By Himal Kotelawala
Conflicting positions were expressed by the authorities and manufacturers on the much-hyped polythene ban, what with the two parties yesterday referring to contradictory dates on which the ban will come into effect.
There were media reports earlier this week quoting six separate gazette notifications issued by President Maithripala Sirisena in his capacity as Minister of Mahaweli Development and Environment that said the ban was effective from 1 September 2017. This was despite a Cabinet decision last week, as reported by Daily FT, to defer the ban till January next year in order to give the industry some breathing space.
Speaking to Daily FT, Polythene Manufacturers’ and Recyclers’ Association (PMRA) President Anura Wijethunga said manufacturers represented by his association will stick to the 31 December deadline as it will give them time to dispose of their existing stocks and raw materials.
No legal action will be taken till 1 January for the use or manufacture of HDPE (high density polyethylene), said Wijethunga, adding that no fines will be charged in the mean time.
“Manufacture is not prohibited yet. We can do that till 31 December. Taxes have been paid to the Government for the raw materials we have already imported; so we are entitled to dispose of our existing stocks,” he said.
Asked about the gazette notification, Wijethunga said that contrary to that statement, the Cabinet has, upon a request from the industry, “clearly mentioned” that no punishment or fine will be meted out until 1 January, meaning the Cabinet decision will override any pronouncements by the authorities.
Asked if the industry was happy with this turn of events, Wijethunga was still critical of the decision.
“If the Government is insisting on that, let them go see what the repercussions are. We have put forward our proposals; the authorities didn’t want to listen to us. We’ll see what the repercussions are,” he said.

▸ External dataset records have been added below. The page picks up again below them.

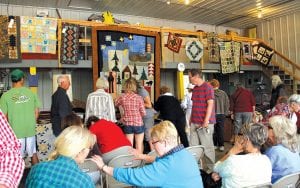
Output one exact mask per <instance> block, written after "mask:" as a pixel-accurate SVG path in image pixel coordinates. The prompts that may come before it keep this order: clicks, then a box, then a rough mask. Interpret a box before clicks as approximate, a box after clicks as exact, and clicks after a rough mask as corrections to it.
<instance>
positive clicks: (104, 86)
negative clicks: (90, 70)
mask: <svg viewBox="0 0 300 188" xmlns="http://www.w3.org/2000/svg"><path fill="white" fill-rule="evenodd" d="M108 87H109V86H108V81H107V80H106V79H105V78H103V77H100V78H98V79H97V81H96V88H98V89H107V88H108Z"/></svg>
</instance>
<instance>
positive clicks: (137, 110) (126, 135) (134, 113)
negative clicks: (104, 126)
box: [115, 78, 146, 153]
mask: <svg viewBox="0 0 300 188" xmlns="http://www.w3.org/2000/svg"><path fill="white" fill-rule="evenodd" d="M124 90H125V93H124V94H123V95H121V96H120V97H119V98H117V99H116V101H115V105H116V106H117V107H121V108H122V109H123V113H124V114H123V116H122V117H121V123H122V124H123V125H124V128H123V131H124V132H125V134H126V137H127V138H128V140H129V141H130V142H131V144H132V145H133V143H134V142H133V141H134V140H135V148H136V149H137V150H138V151H139V152H140V153H143V140H144V131H145V126H144V123H143V117H144V116H145V115H146V110H145V105H144V100H143V98H142V97H141V96H139V95H138V94H136V92H137V85H136V81H135V80H134V79H132V78H129V79H128V80H126V81H125V85H124Z"/></svg>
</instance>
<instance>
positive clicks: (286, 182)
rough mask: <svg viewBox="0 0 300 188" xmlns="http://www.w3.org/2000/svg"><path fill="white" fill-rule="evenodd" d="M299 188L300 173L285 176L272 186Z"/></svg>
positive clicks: (280, 187)
mask: <svg viewBox="0 0 300 188" xmlns="http://www.w3.org/2000/svg"><path fill="white" fill-rule="evenodd" d="M299 187H300V172H297V173H293V174H290V175H286V176H283V177H282V178H280V179H279V180H277V181H276V182H275V183H274V184H273V185H272V188H299Z"/></svg>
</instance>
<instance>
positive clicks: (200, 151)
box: [185, 145, 205, 167]
mask: <svg viewBox="0 0 300 188" xmlns="http://www.w3.org/2000/svg"><path fill="white" fill-rule="evenodd" d="M185 149H186V150H188V151H189V152H190V153H191V154H192V155H193V156H194V157H195V159H196V161H197V163H198V164H199V165H200V167H202V158H203V156H204V149H205V147H204V146H202V145H198V146H190V147H187V148H185Z"/></svg>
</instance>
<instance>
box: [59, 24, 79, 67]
mask: <svg viewBox="0 0 300 188" xmlns="http://www.w3.org/2000/svg"><path fill="white" fill-rule="evenodd" d="M62 30H63V31H64V33H62V36H61V53H60V54H61V55H60V56H61V57H60V60H61V63H62V64H78V46H79V25H74V24H68V23H63V24H62Z"/></svg>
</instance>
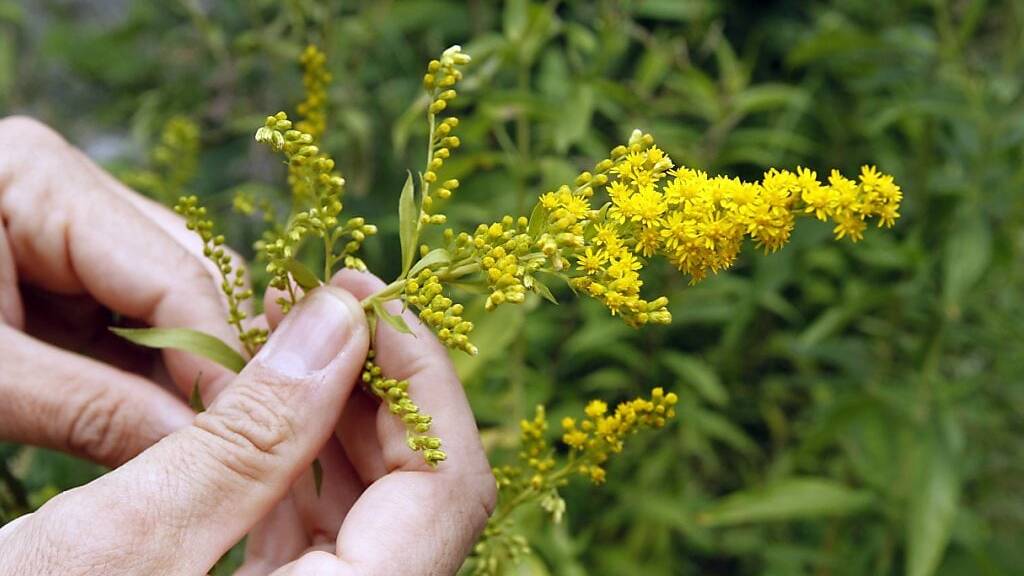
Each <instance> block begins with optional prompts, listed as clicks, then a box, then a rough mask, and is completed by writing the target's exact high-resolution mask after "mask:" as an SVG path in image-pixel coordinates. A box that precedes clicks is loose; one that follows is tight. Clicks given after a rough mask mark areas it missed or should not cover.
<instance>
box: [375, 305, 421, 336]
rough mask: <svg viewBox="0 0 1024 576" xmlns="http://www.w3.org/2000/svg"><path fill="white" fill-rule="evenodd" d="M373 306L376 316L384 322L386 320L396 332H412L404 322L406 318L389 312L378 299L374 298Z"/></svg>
mask: <svg viewBox="0 0 1024 576" xmlns="http://www.w3.org/2000/svg"><path fill="white" fill-rule="evenodd" d="M373 306H374V313H376V314H377V318H380V319H381V320H383V321H384V322H387V323H388V324H389V325H390V326H391V327H392V328H394V329H395V330H397V331H398V332H401V333H402V334H412V333H413V331H412V330H410V328H409V325H408V324H406V320H404V319H403V318H401V317H400V316H395V315H393V314H391V313H389V312H388V311H387V310H386V308H385V307H384V304H383V303H381V302H380V301H378V300H374V303H373Z"/></svg>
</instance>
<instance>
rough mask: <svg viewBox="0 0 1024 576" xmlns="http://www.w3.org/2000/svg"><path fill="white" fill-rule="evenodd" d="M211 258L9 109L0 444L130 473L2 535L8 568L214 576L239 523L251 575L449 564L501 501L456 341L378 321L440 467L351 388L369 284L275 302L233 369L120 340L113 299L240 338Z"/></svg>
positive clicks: (1, 264)
mask: <svg viewBox="0 0 1024 576" xmlns="http://www.w3.org/2000/svg"><path fill="white" fill-rule="evenodd" d="M199 249H200V247H199V246H198V243H197V242H196V241H195V240H194V239H191V238H190V237H189V236H188V234H187V232H186V231H185V230H184V227H183V225H182V224H181V222H180V220H179V219H178V218H177V217H176V216H175V215H174V214H173V213H171V212H169V211H167V210H166V209H164V208H162V207H161V206H159V205H157V204H154V203H152V202H150V201H147V200H145V199H143V198H142V197H139V196H138V195H136V194H134V193H132V192H131V191H129V190H127V189H125V188H124V187H123V186H121V184H120V183H118V182H117V181H116V180H115V179H114V178H112V177H111V176H110V175H108V174H105V173H104V172H103V171H102V170H101V169H99V168H98V167H97V166H95V165H94V164H92V163H91V162H90V161H89V160H88V159H87V158H85V157H84V156H83V155H82V154H81V153H80V152H78V151H77V150H75V149H74V148H73V147H71V146H70V145H68V143H67V142H66V141H65V140H63V139H62V138H60V137H59V136H58V135H57V134H55V133H54V132H53V131H51V130H49V129H48V128H46V127H44V126H42V125H41V124H39V123H38V122H35V121H33V120H29V119H25V118H7V119H3V120H0V366H2V367H3V368H2V370H0V399H3V401H2V402H0V441H13V442H20V443H27V444H34V445H38V446H45V447H48V448H54V449H59V450H63V451H68V452H71V453H73V454H77V455H79V456H83V457H86V458H89V459H92V460H94V461H97V462H101V463H104V464H108V465H111V466H118V467H116V468H115V469H114V470H113V471H111V472H109V474H108V475H105V476H103V477H101V478H99V479H98V480H96V481H94V482H92V483H90V484H88V485H86V486H83V487H80V488H77V489H75V490H71V491H69V492H66V493H63V494H60V495H59V496H57V497H55V498H53V499H52V500H50V501H49V502H47V503H46V504H45V505H44V506H43V507H42V508H40V509H39V510H38V511H36V512H35V513H32V515H28V516H25V517H22V518H19V519H17V520H16V521H14V522H12V523H10V524H8V525H6V526H4V527H3V528H2V529H0V575H6V574H104V575H109V574H172V575H177V574H181V575H193V574H206V573H207V572H208V571H209V569H210V568H211V567H212V566H213V564H214V563H215V562H216V561H217V560H218V559H219V558H220V557H221V556H222V554H223V553H224V552H225V551H226V550H227V549H228V548H229V547H230V546H231V545H233V544H234V543H236V542H237V541H238V540H239V539H241V538H242V537H243V536H245V535H247V534H248V535H249V543H248V546H247V557H246V562H245V564H244V566H243V567H242V568H241V569H240V572H239V573H240V574H244V575H262V574H303V575H305V574H314V575H318V574H323V575H371V574H381V575H383V574H453V573H455V572H456V571H457V570H458V568H459V566H460V565H461V564H462V562H463V560H464V559H465V557H466V554H467V553H468V552H469V549H470V547H471V546H472V544H473V542H475V540H476V538H477V536H478V535H479V532H480V531H481V530H482V528H483V526H484V525H485V523H486V519H487V518H488V517H489V513H490V512H492V510H493V509H494V505H495V500H496V497H497V496H496V489H495V483H494V478H493V477H492V475H490V470H489V467H488V465H487V461H486V458H485V456H484V453H483V449H482V447H481V446H480V442H479V438H478V435H477V430H476V425H475V422H474V419H473V415H472V412H471V411H470V408H469V405H468V402H467V401H466V398H465V395H464V393H463V390H462V386H461V384H460V382H459V381H458V378H457V377H456V375H455V371H454V369H453V367H452V365H451V363H450V361H449V359H447V355H446V353H445V351H444V348H443V347H442V346H441V345H440V344H439V343H438V342H437V341H436V339H435V338H434V337H433V335H432V334H431V333H430V331H429V330H428V329H426V328H425V327H423V326H422V325H420V323H419V322H418V321H417V319H416V317H415V316H414V315H410V314H408V313H407V314H406V321H407V323H408V324H409V325H410V326H411V327H413V329H414V332H415V334H414V335H404V334H399V333H397V332H395V331H393V330H392V329H390V327H388V326H386V325H381V326H379V327H378V330H377V333H376V341H375V342H373V345H374V348H375V349H376V351H377V362H378V363H379V364H380V366H381V367H382V369H383V370H384V372H385V373H386V374H387V375H389V376H391V377H395V378H408V379H409V380H410V382H411V390H413V393H412V394H413V398H414V400H415V401H416V402H417V403H418V404H419V405H420V406H421V407H422V409H423V410H424V411H426V412H427V413H429V414H432V415H433V416H434V422H435V423H434V427H433V434H435V435H437V436H439V437H440V438H441V439H442V440H443V442H444V448H445V451H446V452H447V455H449V459H447V460H446V461H444V462H443V463H441V465H440V466H438V467H437V468H436V469H431V468H429V467H428V466H427V465H426V464H425V463H424V462H423V460H422V458H421V457H420V456H419V455H418V454H415V453H414V452H412V451H411V450H409V448H408V447H407V446H406V431H404V428H403V426H402V424H401V423H400V422H399V421H398V420H397V419H396V418H394V417H393V416H392V415H391V414H390V413H389V412H388V411H387V409H386V408H382V407H381V405H380V404H379V403H378V402H377V401H376V400H375V399H374V398H373V397H371V396H369V395H368V394H366V393H365V392H362V390H361V388H359V387H358V386H356V385H355V382H356V379H357V377H358V375H359V372H360V369H361V365H362V362H364V360H365V358H366V354H367V351H368V348H369V346H370V344H371V342H370V331H369V329H368V328H367V324H366V319H365V315H364V313H362V310H361V307H360V306H359V304H358V299H359V298H362V297H366V296H367V295H369V294H371V293H373V292H374V291H376V290H378V289H380V288H381V287H382V286H383V283H382V282H381V281H380V280H379V279H377V278H375V277H373V276H371V275H365V274H358V273H354V272H351V271H345V272H342V273H339V275H337V276H336V277H335V279H333V281H332V286H330V287H325V288H319V289H317V290H314V291H313V292H311V293H310V294H309V295H307V297H306V298H304V299H303V301H302V302H301V303H300V304H299V305H298V306H297V307H296V308H295V310H294V311H293V312H292V313H290V314H289V315H288V317H287V318H285V319H283V318H282V315H281V313H280V310H278V308H276V307H275V306H274V305H272V303H270V304H269V305H267V306H266V310H267V316H266V317H265V318H263V317H261V318H258V319H256V322H260V323H266V325H267V326H268V327H270V328H271V329H272V330H273V333H272V334H271V336H270V340H269V341H268V343H267V344H266V345H265V346H264V348H263V349H262V351H261V352H260V354H259V355H257V356H256V357H255V358H254V359H253V360H252V361H251V362H250V364H249V365H248V366H247V367H246V369H245V370H243V372H242V373H241V374H231V373H229V372H228V371H226V370H224V369H222V368H219V367H217V366H215V365H213V364H211V363H209V362H206V361H203V360H201V359H196V358H193V357H190V356H187V355H184V354H182V353H176V352H165V353H163V354H160V355H148V354H140V353H139V351H137V349H136V348H134V347H132V346H126V345H125V344H124V343H123V342H120V341H118V340H117V339H115V338H112V337H111V336H109V334H108V332H106V330H105V327H106V326H109V325H111V324H112V323H113V319H112V317H111V314H110V312H109V311H113V312H115V313H117V314H118V315H120V317H121V318H124V319H130V320H131V321H137V323H139V324H141V325H151V326H161V327H172V326H174V327H176V326H183V327H190V328H195V329H198V330H203V331H206V332H209V333H211V334H215V335H217V336H218V337H221V338H222V339H224V340H225V341H233V336H232V334H231V332H230V330H229V327H228V326H227V325H226V324H225V323H224V322H223V320H222V319H223V315H224V307H225V306H224V302H223V301H222V299H221V296H220V295H219V292H218V291H217V288H216V284H215V280H214V277H213V275H214V272H213V271H211V270H210V269H209V268H207V265H206V264H205V263H204V261H203V259H202V258H201V257H200V255H199ZM272 299H273V294H268V300H270V301H271V302H272ZM393 312H394V313H399V312H400V311H398V310H394V311H393ZM197 375H199V382H200V386H201V389H202V393H203V396H204V398H205V399H206V400H207V405H208V410H207V411H206V412H204V413H203V414H201V415H199V416H196V415H194V414H193V413H191V411H190V410H188V408H187V406H186V404H185V403H184V400H183V399H184V397H185V396H186V393H187V392H189V390H190V388H191V386H193V385H194V383H195V382H196V381H197V380H196V378H197ZM317 457H318V458H319V460H321V462H322V465H323V468H324V485H323V486H324V491H323V494H322V495H321V496H319V497H317V496H316V494H315V491H314V487H313V481H312V478H311V477H312V475H311V472H310V471H309V469H310V463H311V462H312V460H313V459H314V458H317Z"/></svg>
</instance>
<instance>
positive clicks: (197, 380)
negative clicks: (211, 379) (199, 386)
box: [188, 372, 206, 414]
mask: <svg viewBox="0 0 1024 576" xmlns="http://www.w3.org/2000/svg"><path fill="white" fill-rule="evenodd" d="M202 375H203V373H202V372H201V373H199V374H197V375H196V382H195V383H194V384H193V392H191V394H190V395H188V407H189V408H191V409H193V412H195V413H197V414H199V413H200V412H206V406H205V405H204V404H203V395H201V394H200V393H199V378H200V376H202Z"/></svg>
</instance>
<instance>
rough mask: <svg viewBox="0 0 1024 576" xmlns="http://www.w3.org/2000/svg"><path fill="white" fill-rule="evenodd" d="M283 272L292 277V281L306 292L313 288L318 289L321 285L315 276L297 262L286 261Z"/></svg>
mask: <svg viewBox="0 0 1024 576" xmlns="http://www.w3.org/2000/svg"><path fill="white" fill-rule="evenodd" d="M285 270H287V271H288V272H289V274H291V275H292V280H294V281H295V283H296V284H298V285H299V286H301V287H302V289H303V290H305V291H307V292H308V291H309V290H312V289H313V288H317V287H319V285H321V281H319V279H318V278H316V275H315V274H313V272H312V271H311V270H309V269H308V268H306V265H305V264H303V263H302V262H300V261H299V260H296V259H291V260H288V262H286V263H285Z"/></svg>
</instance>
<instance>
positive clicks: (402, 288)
mask: <svg viewBox="0 0 1024 576" xmlns="http://www.w3.org/2000/svg"><path fill="white" fill-rule="evenodd" d="M406 282H407V280H406V279H404V278H399V279H397V280H395V281H394V282H392V283H391V284H388V285H387V286H385V287H384V288H381V289H380V290H379V291H378V292H375V293H373V294H371V295H369V296H367V297H366V298H362V300H361V301H360V302H359V303H360V304H362V310H366V311H370V310H373V307H374V302H375V301H376V302H386V301H388V300H393V299H394V298H395V297H396V296H398V294H400V293H401V291H402V290H404V289H406Z"/></svg>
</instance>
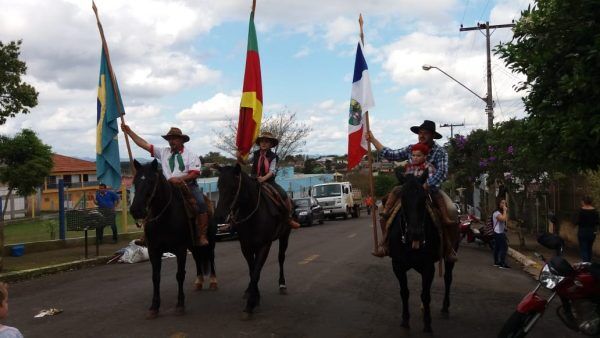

When asked to elaborate on these repercussions, Wijethunga merely said: “The banning is for some purpose, isn’t it? They have switched from HDPE to LDPE (low density polyethylene). We have asked to implement oxobiodegradable standards in Sri Lanka. This has not been done.”
According to the Central Environmental Authority (CEA), oxobiodegradable was not favourably looked upon because it breaks down into small fragments and also because it contains harmful heavy metals such as nickel and cobalt.
Dismissing this objection, Wijethunga said any material would have good and bad qualities.
“That’s why the Standard Institute is there to monitor it. There are products with heavy metals. We know that too. But there are so many products without heavy metals that are harmless to the environment,” he said.
The authorities are still considering this alternative, he added, and the different stakeholders have yet to reach a consensus. Wijethunga said the CEA ought to consult the universities of Moratuwa and Sri Jayawardenepura for expertise on viable alternatives.
Wijethunga reiterated that the CEA must allow the industry to dispose of its existing stocks, and they will therefore stick to the Cabinet’s deadline as the Minsters’ word is “superior to” that of CEA officials.
Meanwhile, CEA Chairman Prof. Lal Dharmasiri insisted that the both the Cabinet decision sent in to the authority and the gazette notifications both say 1 September as the correct date.
“As state officials, that’s all we shall consider. Our decision has been that the ban is effective starting 1 September,” he told Daily FT.
“I don’t go to the Cabinet. Nothing different has been communicated to me in writing,” he added.
However, Prof. Dharmasiri said that the ban is not going to be implemented overnight, as it’s going to be a gradual process.
“It can’t happen in one day. Even today someone approached us seeking certification for biodegradable polythene manufacture - a big producer. This cannot be done in a matter of days,” he said, acknowledging the industry’s claims of having stocks it needed to clear.
There has been some progress made so far, said Prof. Dharmasiri, referring to sites the CEA has inspected, with some entities opting for paper bags over polythene bags.
“Some supermarkets have stopped giving shopping bags - but there is a problem there: They don’t give paper bags. Instead of the shopping bag they sell an alternative bag. They have a responsibility to put in a [different type of bag and give],” he said.
Asked if discussions are still ongoing with industry representatives, Prof. Dharmasiri said: “We’re following the gazette; but we’re further observing the situation and deciding on what action to take going forward.”
The ban is now in effect, he reiterated.